Je fonce un peu partout. Reniflant, tripotant, regardant… Si jamais le proprio s’annonce dans les azimuts, ça fera un méchant cri dans le pays, je vous l’annonce ! Ce que je maquille présentement s’appelle de l’effraction. Et l’effraction, même lorsqu’elle n’est pas accompagnée de vol qualifié, vous donne droit à une alimentation à base de haricots !

Je m’en fous…

Y a vraiment nobody ! Pas un greffier, pas une âme, pas même une femme de ménage pour donner le coup de balai hygiénique et matinal… Rien ! Le désert.

Je farfouille dans le bureau : voyez factures !

C’est toujours le même matériel commercial. Ces papiers acquittés, ces traites me hérissent. J’y pige que pouic car je ne suis pas doué pour les affures.

Tout ça est établi au nom de Franz Schinzer… Ce qui, à moins que je ne m’enfonce le doigt dans l’œil jusqu’au fignedé, m’a tout l’air d’être un blaze allemand. Or le larbin des Tropiques, tout à l’heure, m’a dit que son « questionneur » avait l’accent d’outre-Rhin.

Je m’apprête à partir lorsque je perçois un très faible bruit. Je tends l’oreille. Plus rien… Sans doute me suis-je gouré, ou bien ce bruit venait de l’extérieur. Oui, de la cour… C’était le bruit métallique que produit un heurt sur une bassine. Je vais tout de même à la cuisine pour si des fois un mitron s’y était oublié. Mais non…

J’hésite. Le bruit ne se reproduit plus… J’attends encore un instant, tendu comme une corde de violon. Est-ce l’autosuggestion ? Toujours est-il qu’il me semble percevoir de nouveau le léger heurt… Mais plus faible que précédemment !
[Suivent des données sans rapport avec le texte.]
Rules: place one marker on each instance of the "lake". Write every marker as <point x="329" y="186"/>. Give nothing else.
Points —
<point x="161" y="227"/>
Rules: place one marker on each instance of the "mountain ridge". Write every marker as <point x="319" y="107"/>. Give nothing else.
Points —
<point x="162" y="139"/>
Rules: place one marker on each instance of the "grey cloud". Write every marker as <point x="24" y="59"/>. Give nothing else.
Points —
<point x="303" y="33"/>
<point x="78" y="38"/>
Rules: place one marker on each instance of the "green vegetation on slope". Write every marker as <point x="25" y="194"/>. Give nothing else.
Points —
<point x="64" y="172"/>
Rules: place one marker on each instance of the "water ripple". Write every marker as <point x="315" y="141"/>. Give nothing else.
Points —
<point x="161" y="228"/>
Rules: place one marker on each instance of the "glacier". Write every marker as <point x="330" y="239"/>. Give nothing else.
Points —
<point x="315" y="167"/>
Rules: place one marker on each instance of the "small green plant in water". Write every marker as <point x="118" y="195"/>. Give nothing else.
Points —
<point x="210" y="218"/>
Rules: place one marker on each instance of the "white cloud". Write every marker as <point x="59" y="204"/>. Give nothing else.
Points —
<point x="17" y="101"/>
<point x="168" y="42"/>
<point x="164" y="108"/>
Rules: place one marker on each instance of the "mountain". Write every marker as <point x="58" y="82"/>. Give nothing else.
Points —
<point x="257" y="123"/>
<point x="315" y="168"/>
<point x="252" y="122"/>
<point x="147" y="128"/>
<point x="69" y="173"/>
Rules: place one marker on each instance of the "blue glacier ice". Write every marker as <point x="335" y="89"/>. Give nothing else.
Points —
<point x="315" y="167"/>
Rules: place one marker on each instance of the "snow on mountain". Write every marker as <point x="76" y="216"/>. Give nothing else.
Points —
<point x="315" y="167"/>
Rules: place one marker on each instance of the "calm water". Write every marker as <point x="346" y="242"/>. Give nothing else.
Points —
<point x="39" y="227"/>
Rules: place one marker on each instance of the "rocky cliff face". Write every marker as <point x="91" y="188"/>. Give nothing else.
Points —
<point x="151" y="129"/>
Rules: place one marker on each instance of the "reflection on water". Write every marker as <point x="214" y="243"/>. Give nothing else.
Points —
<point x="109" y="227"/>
Ça paraît venir du sous-sol… En fouinassant, je trouve l’escalier de la cave. J’actionne l’électricité et je descends un escalier à pic qui conduit à un local vaste et voûté sentant la vinasse.

Il paraît désert. Je dis « paraît » car ça n’est qu’une illusion passagère. En m’approchant de l’amoncellement de tonneaux qui l’encombre, je vois une main dont les ongles faits raclent la poussière. J’écarte quelques tonneaux et je dégage la môme Dubeuck.

Plutôt ce qu’il en reste. Elle a une plaie terrible sur le derrière du crâne. Son sang forme un tapis épais sous elle… Elle est pâle et remue faiblement les paupières.

Elle respire encore, mais d’un souffle oppressé, court, pénible. Je me penche sur elle. Son regard défaillant me considère fixement et un peu d’animation lui donne de la vie.